Triple-negative breast cancer (TNBC) often develops resistance to single-agent treatment, which can be circumvented using targeted combinatorial approaches. Here, we demonstrate that the simultaneous inhibition of LOXL2 and BRD4 synergistically limits TNBC proliferation in vitro and in vivo. Mechanistically, LOXL2 interacts in the nucleus with the short isoform of BRD4 (BRD4S), MED1, and the cell cycle transcriptional regulator B-MyB. These interactions sustain the formation of BRD4 and MED1 nuclear transcriptional foci and control cell cycle progression at the gene expression level. The pharmacological co-inhibition of LOXL2 and BRD4 reduces BRD4 nuclear foci, BRD4-MED1 colocalization, and the transcription of cell cycle genes, thus supressing TNBC cell proliferation. Finding novel strategies to disrupt BRD4S-LOXL2 interaction holds potential for developing successful TNBC therapies. Overall design: mRNA (triplicates), ATAC-seq (triplicates) and ChIP-seq of BRD4L/S (AB antibody) (duplicates) and BRD4L (BB antibody) (single replicate) in control and LOXL2 downregulated conditions in MDA-MB-231 cells.

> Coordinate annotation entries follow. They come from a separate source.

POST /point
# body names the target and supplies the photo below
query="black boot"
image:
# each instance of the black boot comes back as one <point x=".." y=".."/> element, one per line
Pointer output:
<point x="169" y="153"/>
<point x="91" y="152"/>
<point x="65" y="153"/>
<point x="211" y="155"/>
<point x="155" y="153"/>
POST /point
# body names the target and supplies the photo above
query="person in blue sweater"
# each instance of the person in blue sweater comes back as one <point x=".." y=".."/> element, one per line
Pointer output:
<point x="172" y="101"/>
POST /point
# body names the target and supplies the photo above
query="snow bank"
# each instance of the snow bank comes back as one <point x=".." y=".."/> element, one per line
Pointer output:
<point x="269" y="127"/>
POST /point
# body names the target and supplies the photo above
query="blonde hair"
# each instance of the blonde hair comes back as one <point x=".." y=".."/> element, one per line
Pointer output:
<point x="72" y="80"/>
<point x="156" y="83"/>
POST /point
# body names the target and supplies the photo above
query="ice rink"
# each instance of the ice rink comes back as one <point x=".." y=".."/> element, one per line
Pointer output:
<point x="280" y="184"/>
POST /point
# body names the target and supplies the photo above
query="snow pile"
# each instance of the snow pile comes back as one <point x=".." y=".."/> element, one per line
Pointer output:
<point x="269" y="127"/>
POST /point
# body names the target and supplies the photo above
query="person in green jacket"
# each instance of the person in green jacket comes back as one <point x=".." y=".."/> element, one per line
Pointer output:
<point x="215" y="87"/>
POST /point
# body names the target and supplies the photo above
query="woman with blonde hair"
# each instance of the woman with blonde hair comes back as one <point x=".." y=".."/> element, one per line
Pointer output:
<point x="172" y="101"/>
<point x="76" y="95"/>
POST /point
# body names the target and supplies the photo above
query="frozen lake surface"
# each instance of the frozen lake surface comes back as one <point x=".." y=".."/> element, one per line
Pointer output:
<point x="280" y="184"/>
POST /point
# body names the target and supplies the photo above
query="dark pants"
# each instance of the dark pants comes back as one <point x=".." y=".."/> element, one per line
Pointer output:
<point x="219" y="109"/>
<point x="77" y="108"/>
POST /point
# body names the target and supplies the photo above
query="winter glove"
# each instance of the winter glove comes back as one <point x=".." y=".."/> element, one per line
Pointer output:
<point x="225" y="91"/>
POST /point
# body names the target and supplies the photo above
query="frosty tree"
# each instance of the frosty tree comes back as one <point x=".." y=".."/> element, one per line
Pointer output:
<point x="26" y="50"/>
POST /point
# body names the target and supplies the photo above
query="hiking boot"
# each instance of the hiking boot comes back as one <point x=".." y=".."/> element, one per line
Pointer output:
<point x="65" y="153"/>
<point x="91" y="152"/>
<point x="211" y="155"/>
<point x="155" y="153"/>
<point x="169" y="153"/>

三阴性乳腺癌（Triple-negative breast cancer, TNBC）常对单药治疗产生耐药性，而靶向联合治疗策略可规避该耐药问题。本研究证实，同时抑制LOXL2与BRD4可在体外及体内协同限制三阴性乳腺癌的增殖。机制上，LOXL2可在细胞核内与BRD4短亚型（BRD4S）、MED1以及细胞周期转录调控因子B-MyB发生相互作用。此类相互作用可维持BRD4与MED1的细胞核转录灶形成，并在基因表达层面调控细胞周期进程。对LOXL2与BRD4进行药物联合抑制，可减少BRD4细胞核转录灶、BRD4-MED1共定位以及细胞周期基因的转录，从而抑制三阴性乳腺癌细胞增殖。开发靶向破坏BRD4S-LOXL2相互作用的新型策略，有望助力开发有效的三阴性乳腺癌治疗方案。实验整体设计：在MDA-MB-231细胞的对照及LOXL2敲低条件下，分别开展mRNA测序（生物学重复3次）、ATAC-seq（生物学重复3次），以及针对BRD4L/S（使用AB抗体，生物学重复2次）与BRD4L（使用BB抗体，生物学重复1次）的ChIP-seq。